Glenn Youngkin campaigns in Roanoke County in 2021. Photo by Dwayne Yancey.

History doesn’t change, but sometimes our understanding of it does.

One day Robert E. Lee is a hero; the next his statue is being sawed in two and hauled away. It’s not just liberals who sometimes say we need to think about our past in a different way. The conservative author Amity Shales has made a career of it, most famously her biography of Calvin Coolidge that tried to reframe him as one of America’s best presidents. You can make the case that the whole Lost Cause phenomenon in the South was conservative revisionist history because it downplayed the role of slavery in leading to the Civil War.

Today it’s my turn to engage in some revisionism, although I have some help – from the 1,663,565 people who voted for Glenn Youngkin for governor.

Until Youngkin’s victory, Virginia had been considered a blue state that was getting bluer with each election. Now, with November’s red wave, we suddenly look a lot more purple. So what gives? Was this year an aberration or was Virginia never as blue as it seemed?

Democrats would prefer the former, and there are certainly a lot of arguments to be made that this year was unique. The political climate favored Republicans, the party had a candidate who inspired an unexpectedly large turnout of conservative voters, while Democrats had a candidate who did not equally inspire his supporters. Even with all that, Republicans barely won – Youngkin came in at 50.57% – but win they did, and that’s ultimately what matters.

No one, least of all Republicans, should be under any illusion that Virginia has suddenly lurched rightward, even though its government will for the next four years. On the other hand, Democrats may be advised not to believe that every election in Virginia will inevitably lead to a Democratic victory. Perhaps they have misunderstood the past decade or so.

Every journalist writing about Virginia politics has, until this year, written that Republicans haven’t won a statewide election since 2009. That makes the Democratic trends sound like an inexorable march to the left. Is it?

First, let’s review the state’s recent electoral history.

2006: Democrat Jim Webb defeats Republican incumbent George Allen for the U.S. Senate, by a margin of 49.6% to 49.2%.

2007: Democrats pick up four seats in the House of Delegates, reducing the Republican majority to 54-44 with one independent (Lacey Putney) who caucuses with Republicans. Democrats pick up five seats in the state Senate to regain a majority with 22 Democrats, 18 Republicans.

2008: Barack Obama carries Virginia with 53% of the vote, the first Democratic presidential candidate to do so since 1964 and only the second since 1948. Democrat Mark Warner wins the U.S. Senate seat previously held by Republican John Warner, who retired. Warner takes 65% against 33.7% for former governor Jim Gilmore. Virginia now has two Democratic U.S. senators for the first time since 1970.

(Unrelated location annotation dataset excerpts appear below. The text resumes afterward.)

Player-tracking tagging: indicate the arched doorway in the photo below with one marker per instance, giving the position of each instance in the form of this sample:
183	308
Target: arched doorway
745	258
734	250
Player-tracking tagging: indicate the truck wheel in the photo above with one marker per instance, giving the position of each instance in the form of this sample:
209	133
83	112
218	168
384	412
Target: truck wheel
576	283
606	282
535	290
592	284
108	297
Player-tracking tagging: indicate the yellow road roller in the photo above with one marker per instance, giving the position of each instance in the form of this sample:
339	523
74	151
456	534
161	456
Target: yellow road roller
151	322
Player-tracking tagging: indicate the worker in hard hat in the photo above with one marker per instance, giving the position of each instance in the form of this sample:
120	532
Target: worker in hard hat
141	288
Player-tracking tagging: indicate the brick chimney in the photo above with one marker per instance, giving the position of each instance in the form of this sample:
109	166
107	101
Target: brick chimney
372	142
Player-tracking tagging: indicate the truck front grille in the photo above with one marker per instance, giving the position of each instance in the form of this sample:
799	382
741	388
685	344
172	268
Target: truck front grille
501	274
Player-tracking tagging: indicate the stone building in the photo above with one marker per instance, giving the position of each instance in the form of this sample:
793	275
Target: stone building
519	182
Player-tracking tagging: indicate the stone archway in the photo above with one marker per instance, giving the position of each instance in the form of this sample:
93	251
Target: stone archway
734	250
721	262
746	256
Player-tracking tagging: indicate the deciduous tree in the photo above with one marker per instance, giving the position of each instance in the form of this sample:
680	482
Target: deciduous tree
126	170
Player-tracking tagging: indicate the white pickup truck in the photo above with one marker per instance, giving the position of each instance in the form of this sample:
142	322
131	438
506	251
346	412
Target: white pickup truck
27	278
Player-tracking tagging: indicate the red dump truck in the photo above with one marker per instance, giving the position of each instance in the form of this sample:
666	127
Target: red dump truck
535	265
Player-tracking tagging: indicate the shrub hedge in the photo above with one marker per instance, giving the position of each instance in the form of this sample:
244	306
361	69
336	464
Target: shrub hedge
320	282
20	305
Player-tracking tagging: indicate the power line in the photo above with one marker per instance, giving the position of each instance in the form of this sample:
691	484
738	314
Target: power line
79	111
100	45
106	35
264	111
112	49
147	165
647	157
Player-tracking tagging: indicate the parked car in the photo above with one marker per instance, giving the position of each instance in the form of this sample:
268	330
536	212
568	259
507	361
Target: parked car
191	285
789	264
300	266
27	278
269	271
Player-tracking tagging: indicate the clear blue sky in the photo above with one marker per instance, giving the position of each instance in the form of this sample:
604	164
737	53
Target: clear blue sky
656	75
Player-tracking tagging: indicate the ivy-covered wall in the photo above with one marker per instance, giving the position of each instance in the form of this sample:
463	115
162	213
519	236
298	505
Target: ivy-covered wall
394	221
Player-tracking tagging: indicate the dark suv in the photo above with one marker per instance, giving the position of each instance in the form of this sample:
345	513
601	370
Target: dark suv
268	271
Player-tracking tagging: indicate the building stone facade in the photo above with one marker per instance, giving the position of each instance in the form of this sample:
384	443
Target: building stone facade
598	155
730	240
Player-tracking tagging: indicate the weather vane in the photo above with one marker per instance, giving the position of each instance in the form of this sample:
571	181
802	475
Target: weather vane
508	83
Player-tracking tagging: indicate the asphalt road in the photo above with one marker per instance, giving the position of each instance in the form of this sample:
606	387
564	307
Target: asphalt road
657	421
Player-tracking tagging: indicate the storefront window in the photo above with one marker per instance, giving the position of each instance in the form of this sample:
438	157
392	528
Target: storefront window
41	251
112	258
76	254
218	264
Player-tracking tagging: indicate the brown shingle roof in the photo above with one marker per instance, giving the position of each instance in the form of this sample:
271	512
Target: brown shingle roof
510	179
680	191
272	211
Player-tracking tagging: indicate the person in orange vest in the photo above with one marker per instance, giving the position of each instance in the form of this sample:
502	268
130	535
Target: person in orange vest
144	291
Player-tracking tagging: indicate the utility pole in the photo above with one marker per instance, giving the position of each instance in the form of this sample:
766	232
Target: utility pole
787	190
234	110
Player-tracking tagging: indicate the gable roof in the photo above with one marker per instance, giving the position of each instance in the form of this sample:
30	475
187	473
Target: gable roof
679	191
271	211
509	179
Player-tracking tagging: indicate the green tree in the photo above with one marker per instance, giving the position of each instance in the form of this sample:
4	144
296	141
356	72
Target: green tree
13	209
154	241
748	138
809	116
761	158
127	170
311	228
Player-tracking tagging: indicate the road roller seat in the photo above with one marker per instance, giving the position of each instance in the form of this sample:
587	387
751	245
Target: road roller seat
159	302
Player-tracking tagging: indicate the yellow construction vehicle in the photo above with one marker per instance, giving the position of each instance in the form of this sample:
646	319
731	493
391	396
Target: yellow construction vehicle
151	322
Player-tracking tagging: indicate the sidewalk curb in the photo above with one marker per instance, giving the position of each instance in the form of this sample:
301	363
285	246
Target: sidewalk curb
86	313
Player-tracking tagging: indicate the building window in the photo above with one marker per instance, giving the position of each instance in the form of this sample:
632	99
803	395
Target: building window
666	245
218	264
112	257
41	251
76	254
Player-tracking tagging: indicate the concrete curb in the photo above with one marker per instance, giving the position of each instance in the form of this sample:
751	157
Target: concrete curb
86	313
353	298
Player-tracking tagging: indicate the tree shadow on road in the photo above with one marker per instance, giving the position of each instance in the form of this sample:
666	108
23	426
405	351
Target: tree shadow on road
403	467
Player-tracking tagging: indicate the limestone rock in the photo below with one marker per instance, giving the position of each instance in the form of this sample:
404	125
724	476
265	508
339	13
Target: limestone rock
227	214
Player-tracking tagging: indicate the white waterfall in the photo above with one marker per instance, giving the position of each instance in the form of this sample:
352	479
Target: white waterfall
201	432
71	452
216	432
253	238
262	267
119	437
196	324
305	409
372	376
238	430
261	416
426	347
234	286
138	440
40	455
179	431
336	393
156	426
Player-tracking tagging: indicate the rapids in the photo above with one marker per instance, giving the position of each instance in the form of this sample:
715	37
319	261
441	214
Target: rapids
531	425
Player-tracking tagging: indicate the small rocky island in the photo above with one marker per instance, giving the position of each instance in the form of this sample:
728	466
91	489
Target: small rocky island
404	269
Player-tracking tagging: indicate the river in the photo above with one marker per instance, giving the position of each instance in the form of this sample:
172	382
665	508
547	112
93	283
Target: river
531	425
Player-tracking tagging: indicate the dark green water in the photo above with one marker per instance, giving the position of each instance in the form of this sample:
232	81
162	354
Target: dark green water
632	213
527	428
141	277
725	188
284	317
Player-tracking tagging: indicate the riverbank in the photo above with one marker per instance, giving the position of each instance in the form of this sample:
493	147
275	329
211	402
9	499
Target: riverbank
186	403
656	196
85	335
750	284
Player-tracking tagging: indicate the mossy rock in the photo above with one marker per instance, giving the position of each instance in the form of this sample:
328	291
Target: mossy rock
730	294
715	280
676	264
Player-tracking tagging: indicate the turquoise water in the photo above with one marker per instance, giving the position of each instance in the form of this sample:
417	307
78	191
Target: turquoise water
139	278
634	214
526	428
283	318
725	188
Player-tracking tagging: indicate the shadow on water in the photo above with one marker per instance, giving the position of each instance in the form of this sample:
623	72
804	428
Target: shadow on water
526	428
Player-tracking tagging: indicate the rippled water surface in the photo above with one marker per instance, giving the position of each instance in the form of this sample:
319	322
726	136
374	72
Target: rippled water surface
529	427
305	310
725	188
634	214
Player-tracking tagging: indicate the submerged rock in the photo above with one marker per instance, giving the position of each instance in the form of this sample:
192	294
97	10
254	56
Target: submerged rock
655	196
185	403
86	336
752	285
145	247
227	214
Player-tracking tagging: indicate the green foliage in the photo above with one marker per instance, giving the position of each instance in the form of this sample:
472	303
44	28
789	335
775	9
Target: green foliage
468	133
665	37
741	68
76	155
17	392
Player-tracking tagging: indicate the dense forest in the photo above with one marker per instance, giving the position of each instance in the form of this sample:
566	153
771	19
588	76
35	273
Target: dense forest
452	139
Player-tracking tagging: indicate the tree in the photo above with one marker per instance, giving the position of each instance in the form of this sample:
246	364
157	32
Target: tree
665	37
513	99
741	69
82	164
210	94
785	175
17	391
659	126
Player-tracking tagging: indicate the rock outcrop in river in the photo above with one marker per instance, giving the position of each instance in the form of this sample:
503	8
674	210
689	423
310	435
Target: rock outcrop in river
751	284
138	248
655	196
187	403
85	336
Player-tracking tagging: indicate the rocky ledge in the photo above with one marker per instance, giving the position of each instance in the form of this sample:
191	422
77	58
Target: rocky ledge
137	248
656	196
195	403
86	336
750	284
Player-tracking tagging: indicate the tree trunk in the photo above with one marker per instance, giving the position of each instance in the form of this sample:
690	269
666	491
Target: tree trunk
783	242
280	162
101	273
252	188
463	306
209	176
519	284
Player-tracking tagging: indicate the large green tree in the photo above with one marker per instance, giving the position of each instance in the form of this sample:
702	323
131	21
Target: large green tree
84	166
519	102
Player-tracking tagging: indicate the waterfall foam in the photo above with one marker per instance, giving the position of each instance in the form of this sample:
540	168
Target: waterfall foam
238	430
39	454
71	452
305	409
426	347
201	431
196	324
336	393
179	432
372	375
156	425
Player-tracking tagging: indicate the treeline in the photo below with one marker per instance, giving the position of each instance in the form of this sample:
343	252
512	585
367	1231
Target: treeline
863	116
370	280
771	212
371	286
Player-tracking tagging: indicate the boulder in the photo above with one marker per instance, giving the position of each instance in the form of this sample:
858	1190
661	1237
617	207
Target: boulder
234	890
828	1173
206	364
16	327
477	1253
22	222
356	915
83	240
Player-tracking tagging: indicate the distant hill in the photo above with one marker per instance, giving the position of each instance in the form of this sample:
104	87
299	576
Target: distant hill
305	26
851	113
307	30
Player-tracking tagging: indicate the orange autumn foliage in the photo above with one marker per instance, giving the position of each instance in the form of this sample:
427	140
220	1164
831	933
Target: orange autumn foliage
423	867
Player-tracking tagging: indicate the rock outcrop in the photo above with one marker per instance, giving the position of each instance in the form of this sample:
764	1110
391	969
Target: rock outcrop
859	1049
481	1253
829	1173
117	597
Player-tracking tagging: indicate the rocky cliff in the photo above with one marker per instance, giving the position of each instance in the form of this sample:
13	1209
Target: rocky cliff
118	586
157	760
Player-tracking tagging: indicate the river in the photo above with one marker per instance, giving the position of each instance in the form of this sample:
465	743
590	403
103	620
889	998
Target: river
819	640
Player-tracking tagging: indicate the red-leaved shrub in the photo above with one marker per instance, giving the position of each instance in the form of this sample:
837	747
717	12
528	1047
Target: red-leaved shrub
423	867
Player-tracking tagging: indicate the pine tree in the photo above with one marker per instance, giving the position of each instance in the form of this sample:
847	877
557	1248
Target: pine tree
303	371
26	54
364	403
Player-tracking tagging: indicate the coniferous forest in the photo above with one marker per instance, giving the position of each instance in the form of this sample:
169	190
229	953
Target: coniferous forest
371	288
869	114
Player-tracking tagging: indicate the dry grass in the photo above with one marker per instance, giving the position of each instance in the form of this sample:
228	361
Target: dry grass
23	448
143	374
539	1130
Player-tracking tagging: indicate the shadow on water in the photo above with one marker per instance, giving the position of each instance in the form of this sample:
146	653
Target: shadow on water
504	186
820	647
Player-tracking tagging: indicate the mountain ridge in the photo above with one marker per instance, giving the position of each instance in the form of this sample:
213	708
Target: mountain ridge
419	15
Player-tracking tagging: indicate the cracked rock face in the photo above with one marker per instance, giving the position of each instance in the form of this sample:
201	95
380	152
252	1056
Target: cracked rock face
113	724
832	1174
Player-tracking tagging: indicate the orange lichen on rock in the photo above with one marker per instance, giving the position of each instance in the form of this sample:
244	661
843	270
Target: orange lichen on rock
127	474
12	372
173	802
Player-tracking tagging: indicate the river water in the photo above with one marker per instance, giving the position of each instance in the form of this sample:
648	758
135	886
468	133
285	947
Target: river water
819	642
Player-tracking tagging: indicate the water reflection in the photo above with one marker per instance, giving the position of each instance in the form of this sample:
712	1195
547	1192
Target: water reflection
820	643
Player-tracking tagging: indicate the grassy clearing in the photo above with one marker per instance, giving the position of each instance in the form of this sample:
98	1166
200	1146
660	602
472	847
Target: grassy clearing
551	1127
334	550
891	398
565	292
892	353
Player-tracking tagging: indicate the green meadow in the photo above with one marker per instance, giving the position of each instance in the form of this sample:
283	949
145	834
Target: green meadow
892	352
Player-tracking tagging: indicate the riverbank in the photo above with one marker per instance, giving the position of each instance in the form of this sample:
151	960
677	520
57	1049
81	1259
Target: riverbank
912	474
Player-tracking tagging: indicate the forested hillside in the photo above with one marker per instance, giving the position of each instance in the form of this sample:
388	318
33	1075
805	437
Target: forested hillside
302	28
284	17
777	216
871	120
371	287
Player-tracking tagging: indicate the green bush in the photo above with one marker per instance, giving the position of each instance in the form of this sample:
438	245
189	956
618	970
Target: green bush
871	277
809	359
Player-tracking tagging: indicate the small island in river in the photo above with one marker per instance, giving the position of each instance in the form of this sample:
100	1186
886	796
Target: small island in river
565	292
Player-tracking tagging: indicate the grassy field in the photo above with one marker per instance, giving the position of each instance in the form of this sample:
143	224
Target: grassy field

2009: Republicans sweep governor, lieutenant governor and attorney general, with Bob McDonnell taking 59%, the highest percentage ever for a Republican candidate for governor in Virginia and the highest for either party since 1961, when Virginia was still effectively a one-party state. Republicans pick up five seats in the House of Delegates and now control 59 seats out of 100. (With two independents caucusing with Republicans, the effective count was 61).

2011: Republicans pick up seven more seats in the House of Delegates and now control 66 — 67 if you add in an independent. Republicans pick up two seats in the state Senate, forcing a tie of 20-20.

2012: Obama carries Virginia again, but with a smaller majority of 51%. Jim Webb retires; Democrat Tim Kaine wins his Senate seat, taking 52.8% against former U.S. Sen. George Allen.

2013: Democrat Terry McAuliffe is elected governor but fails to hit a majority, taking 47.7% in a three-way race. Democrats Ralph Northam and Mark Herring are elected lieutenant governor and attorney general. Meanwhile, Republicans pick up another seat in the House of Delegates and now control 67, which becomes their high-water mark.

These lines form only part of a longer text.